Plus adaptée à un mix d’intrants à forte teneur en matière sèche (MS), la méthanisation en voie épaisse présente l’avantage de tolérer une plus grande diversité dans les biomasses entrantes. Cette technologie repose sur un taux de MS suffisamment élevé pour obtenir une matrice pâteuse, déformable et relativement homogène. En entrée de digesteur, il y a de 20 à 40 % de MS pour une valeur en sortie comprise entre 15 et 25 %.
Il est à noter que la consistance ne dépend pas uniquement de ce paramètre, mais aussi de la nature des intrants et de leur broyage. C’est notamment vrai pour du fumier, dont la viscosité est fortement influencée par le niveau de finesse du broyage.
Moins d’espace occupé
Les unités de méthanisation en voie épaisse sont globalement plus compactes que celles en voie liquide. De fait, la densité de biomasse méthanogène y est plus élevée. Il en découle une forte concentration en micro-organismes qui amoindrit la nécessité de recycler les jus. Cette caractéristique, combinée à la taille réduite du méthaniseur, diminue les différents flux de matière. Il est néanmoins primordial d’être prudent et de ne pas atteindre un mix trop sec. Le dépassement d’un certain seuil mène, en effet, à une réduction de l’activité biologique.
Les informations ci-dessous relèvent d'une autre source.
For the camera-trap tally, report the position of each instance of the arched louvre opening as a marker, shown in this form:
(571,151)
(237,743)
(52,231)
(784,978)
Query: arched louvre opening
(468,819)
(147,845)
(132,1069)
L’optimum de fonctionnement varie suivant la ration. De plus, un taux de MS trop élevé engendre aussi des difficultés de mélange en raison d’une trop forte consistance.
Pierre Buffière, enseignant-chercheur et directeur du laboratoire DEEP (1) de l’Insa de Lyon, met en avant la forte réduction de la sédimentation et de la décantation dans le digesteur. Cela constitue un avantage étant donné que ces phénomènes accélèrent l’usure et conduisent surtout à une perte de volume utile du digesteur.
L’importance d’un bon dimensionnement
Si le fonctionnement d’une unité en voie épaisse repose sur les mêmes principes que pour son homologue plus humide, le choix d’un matériel adapté est indispensable. Ainsi, le circuit de pompes doit être apte à faire circuler des fluides plus épais et visqueux.
Du côté de l’agitation, plusieurs modes de mélange sont possibles. Il peut être horizontal, pneumatique (par soufflerie de biogaz), par circulation ou bien grâce à un agitateur mécanique. Dans ce dernier cas, Pierre Buffière recommande plutôt d’utiliser des agitateurs à vitesse lente qui ont plus de couple que leurs homologues à vitesse rapide et assurent un brassage plus diffus de la matière. Le spécialiste insiste avant tout sur la priorité d’un bon dimensionnement et positionnement de l’ensemble du matériel par rapport aux spécificités du digesteur et de sa ration. La surveillance de la consistance du digestat permet d’adapter le taux de MS en entrée pour ajuster les différents paramètres du process.
En ce qui concerne la température, la recherche scientifique ne met pour l’instant pas en avant de choix à privilégier. « La plus forte compacité des digesteurs par voie épaisse les rend toutefois plus faciles à chauffer, explique Pierre Buffière. La part d’unités qui suivent un procédé thermophile (50 à 65 °C) y est ainsi plus élevée qu’en voie liquide. »
G. Baron
(1) Déchets, eaux, environnement, pollutions.